コンポジット・データ構造(レコード)の使用

コンポジット・データ構造またはレコードは、フィールドに格納される関連データ・アイテムのグループで、それぞれに名称およびデータ型が含まれます。レコードを表の行を含む変数、または表の行の一部の列として考えることもできます。このフィールドは表の列に対応しています。レコード構造は、実行時に異なる表から関連フィールドを効率的に使用するために、単一のパラメータとしてサブプログラムに関連アイテムを渡すのに非常に効果的です。

RECORDを型として定義し、点表記法でこのフィールドにアクセスする必要があります。レコードの定義および使用の一般的な書式は、次のとおりです。

TYPE record_name IS RECORD(                        -- define record type
 field_1 data_type,                                -- define fields in record
 ...
 field_n data_type);
...
variable_name record_name;                         -- define variable of new type
...
BEGIN
 ...
   ...variable_name.field1...;                     -- use fields of new variable
   ...variable_name.fieldn...;
 ...
END...;

「LOOP...EXIT WHENの使用」からのeval_frequencyファンクションで、様々な関連パラメータを使用しました。これらのアイテムの一部を組み合せて単一パラメータにするRECORD構造を使用できます。

ジョブ仕様部の上限および下限を含む型を作成します。

RECORD型を作成するには、次の手順を実行します。
  1. 「Connections」ナビゲーション階層で、「Packages」の横にあるプラス記号(+)をクリックしてグループを展開します。

  2. EMP_EVALを右クリックします。

  3. 「Edit」を選択します。

    emp_evalペインが表示されます。これは、emp_evalパッケージの仕様部を示します。

  4. emp_evalパッケージ仕様部で、END emp_evalパッケージ仕様部の終了行の直前に、給与レベルの評価に必要なフィールドを含んだレコード型の定義sal_infoを入力します。

    TYPE sal_info IS RECORD  -- type for salary, limits, raises, and adjustments
      ( job_id jobs.job_id%type               
      , sal_min jobs.min_salary%type           
      , sal_max jobs.max_salary%type
      , salary employees.salary%type
      , sal_raise NUMBER(3,3) );
    
    
  5. emp_evalをコンパイルし、保存します。

    「Messages - Log」ペインに次のメッセージが表示されます。

    EMP_EVAL Compiled
    
    

一度パッケージ仕様部で新しいRECORD型を宣言すると、パッケージ本体内でこれを使用して、この型の変数を宣言できます。新しいプロシージャsalary_scheduleを作成し、sal_info型の変数を使用してeval_frequencyファンクションから起動できます。

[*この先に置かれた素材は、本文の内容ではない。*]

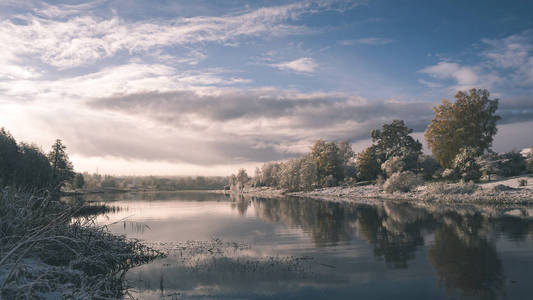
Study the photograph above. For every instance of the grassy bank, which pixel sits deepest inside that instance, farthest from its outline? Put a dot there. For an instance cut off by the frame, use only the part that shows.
(505, 191)
(45, 253)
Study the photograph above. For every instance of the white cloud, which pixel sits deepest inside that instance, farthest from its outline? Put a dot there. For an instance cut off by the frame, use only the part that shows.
(514, 53)
(302, 65)
(84, 39)
(366, 41)
(465, 77)
(505, 63)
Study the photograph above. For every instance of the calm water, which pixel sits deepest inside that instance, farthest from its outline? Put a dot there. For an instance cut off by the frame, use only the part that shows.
(308, 249)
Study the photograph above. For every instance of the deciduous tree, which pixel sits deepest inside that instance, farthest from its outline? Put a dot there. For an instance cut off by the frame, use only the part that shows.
(468, 122)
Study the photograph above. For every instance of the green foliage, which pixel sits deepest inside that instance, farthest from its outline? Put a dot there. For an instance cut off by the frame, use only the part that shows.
(24, 165)
(33, 168)
(393, 165)
(465, 164)
(367, 164)
(394, 140)
(402, 182)
(240, 181)
(529, 164)
(109, 182)
(9, 155)
(62, 170)
(329, 159)
(79, 181)
(428, 166)
(468, 122)
(512, 164)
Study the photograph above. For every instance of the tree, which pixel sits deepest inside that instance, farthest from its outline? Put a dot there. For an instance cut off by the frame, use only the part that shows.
(79, 181)
(62, 170)
(367, 164)
(512, 164)
(9, 155)
(308, 173)
(33, 168)
(468, 122)
(394, 140)
(465, 164)
(240, 180)
(329, 159)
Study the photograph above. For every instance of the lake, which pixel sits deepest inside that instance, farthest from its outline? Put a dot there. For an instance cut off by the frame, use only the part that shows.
(293, 248)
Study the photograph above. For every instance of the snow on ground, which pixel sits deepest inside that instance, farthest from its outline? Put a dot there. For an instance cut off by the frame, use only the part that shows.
(488, 192)
(513, 182)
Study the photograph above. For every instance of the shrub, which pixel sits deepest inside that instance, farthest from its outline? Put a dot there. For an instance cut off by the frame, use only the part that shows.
(447, 189)
(393, 165)
(367, 164)
(428, 166)
(465, 164)
(448, 174)
(512, 164)
(44, 253)
(402, 182)
(529, 164)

PL/SQLのコンパイルは単一パス・プロセスで、サブプログラムがクライアント・サブプログラムの後に宣言される場合、PL/SQLコンパイラはエラーを発生させます。この状況を回避するには、パッケージ仕様部でまだ宣言していないサブプログラムすべてをパッケージ本体の上部で宣言します。サブプログラムの定義は、パッケージ本体内のあらゆる場所で可能です。ファンクションeval_frequencyおよびプロシージャsalary_scheduleadd_evalの宣言方法の詳細は、次のタスクの手順2を参照してください。

RECORD型を使用するには、次の手順を実行します。
  1. 次のコードで説明しているように、emp_eval本体ペインで、END emp_eval文の直前にsalary_scheduleプロシージャの定義を追加します。このコードは、給与の値上げがゼロではない場合に実行するeval_frequencyBEGIN...ENDブロックの内容と同様であることに注意してください。

    PROCEDURE salary_schedule(emp IN sal_info) AS
      accumulating_sal NUMBER;          -- accumulator 
      BEGIN
        DBMS_OUTPUT.PUT_LINE('If the salary of ' || emp.salary || 
             ' increases by ' || ROUND((emp.sal_raise * 100),0) || 
             '% each year, it would be ');
        accumulating_sal := emp.salary;  -- assign value of sal to accumulator
        WHILE  accumulating_sal <= emp.sal_max LOOP
           accumulating_sal :=  accumulating_sal * (1 + emp.sal_raise);
           DBMS_OUTPUT.PUT (ROUND( accumulating_sal,2) ||', ');
        END LOOP;
          DBMS_OUTPUT.PUT_LINE('in successive years.');   
      END salary_schedule; 
    
    
  2. emp_eval本体ペインで、emp_evalの本体の定義の上部にeval_frequencyおよびsalary_scheduleの宣言を入力します。新しいコードは太字で表示されます。

    create or replace
    PACKAGE BODY emp_eval AS
    
    /* local subprogram declarations */
    FUNCTION eval_frequency (employee_id employees.employee_id%TYPE) RETURN NUMBER;
    PROCEDURE salary_schedule(emp IN sal_info);
    PROCEDURE add_eval(employee_id IN NUMBER, today IN DATE);
     
    /* subprogram definition */ 
      PROCEDURE eval_department (dept_id IN NUMBER) AS
    ...
    
    
  3. emp_eval本体ペインで、eval_frequencyファンクションを編集して、変数emp_salとして新しいsal_info型を使用し、このフィールドを移入して、salary_scheduleを起動します。給与の値上げがゼロではない場合に実行されたコードは、このファンクションの一部ではなく、salary_scheduleプロシージャに組み込まれていることに注意してください。また、ファンクション上部の宣言は変更されたことにも注意してください。新しいコードは太字で表示されます。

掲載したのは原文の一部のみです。